Is T linear? justify your answer
Homework Equations
The Attempt at a Solution
Yes it is a linear mapping because both points map onto one point.
This is very distressing. Just about everything you say here is wrong. There are not two points being mapped to one. The single point (x,y) in R2 is mapped to a single point in R1. But, in any case, that has NOTHING to do with being "linear". Please review the definition of "linear mapping". (It is basically what waht said.)affans said:Homework Statement
Let T: R2 -> R1 be given by T(x,y) = (y^2)x + (x^2)y.

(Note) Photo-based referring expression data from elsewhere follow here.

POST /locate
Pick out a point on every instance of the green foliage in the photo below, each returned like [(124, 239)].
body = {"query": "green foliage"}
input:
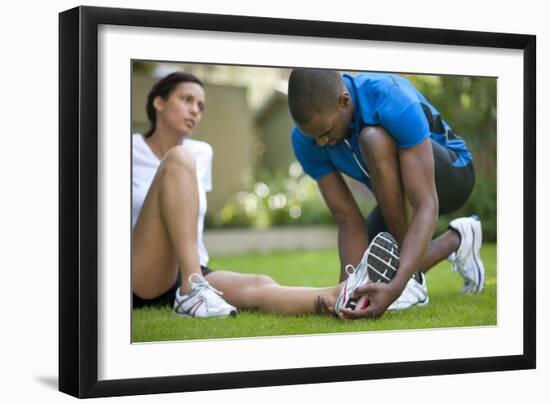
[(274, 199), (448, 306)]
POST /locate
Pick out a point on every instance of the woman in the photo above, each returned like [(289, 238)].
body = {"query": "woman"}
[(171, 174)]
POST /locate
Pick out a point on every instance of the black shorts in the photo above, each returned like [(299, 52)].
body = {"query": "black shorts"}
[(167, 298), (454, 186)]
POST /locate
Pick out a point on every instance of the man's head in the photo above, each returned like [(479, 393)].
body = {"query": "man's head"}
[(320, 104)]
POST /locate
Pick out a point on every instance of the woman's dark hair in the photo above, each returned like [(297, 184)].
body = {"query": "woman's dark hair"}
[(163, 88)]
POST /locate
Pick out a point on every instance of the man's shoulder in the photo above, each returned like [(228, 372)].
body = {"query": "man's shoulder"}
[(301, 141)]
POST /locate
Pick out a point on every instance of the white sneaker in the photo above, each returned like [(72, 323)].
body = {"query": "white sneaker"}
[(202, 301), (414, 294), (467, 258), (379, 264)]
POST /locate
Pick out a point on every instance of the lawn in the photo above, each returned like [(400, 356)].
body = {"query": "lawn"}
[(448, 306)]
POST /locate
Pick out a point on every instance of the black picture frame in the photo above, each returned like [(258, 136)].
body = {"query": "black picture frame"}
[(78, 200)]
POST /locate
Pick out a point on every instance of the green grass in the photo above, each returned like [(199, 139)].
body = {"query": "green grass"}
[(448, 306)]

Is T linear? justify your answer
Homework Equations
The Attempt at a Solution
Yes it is a linear mapping because both points map onto one point.
A linear mapping, also known as a linear transformation, is a mathematical function that maps one vector space to another in a way that preserves the linear structure of the original space. This means that the mapping preserves addition and scalar multiplication.
A linear mapping can be represented by a matrix or by a set of equations. The matrix representation involves multiplying the original vector by a matrix, while the equation representation involves expressing the mapping in terms of variables and coefficients.
A linear mapping preserves the linear structure of a vector space, while a nonlinear mapping does not. This means that a nonlinear mapping does not preserve addition and scalar multiplication. In other words, the output of a nonlinear mapping is not a linear combination of the inputs.
Linear mapping is used in a variety of fields, including physics, engineering, economics, and computer science. Some examples of its applications include image and signal processing, machine learning, and control systems.
In data analysis, linear mapping can be used to transform data into a lower-dimensional space, making it easier to visualize and analyze. It can also be used to find patterns and relationships between variables, and to make predictions based on the data.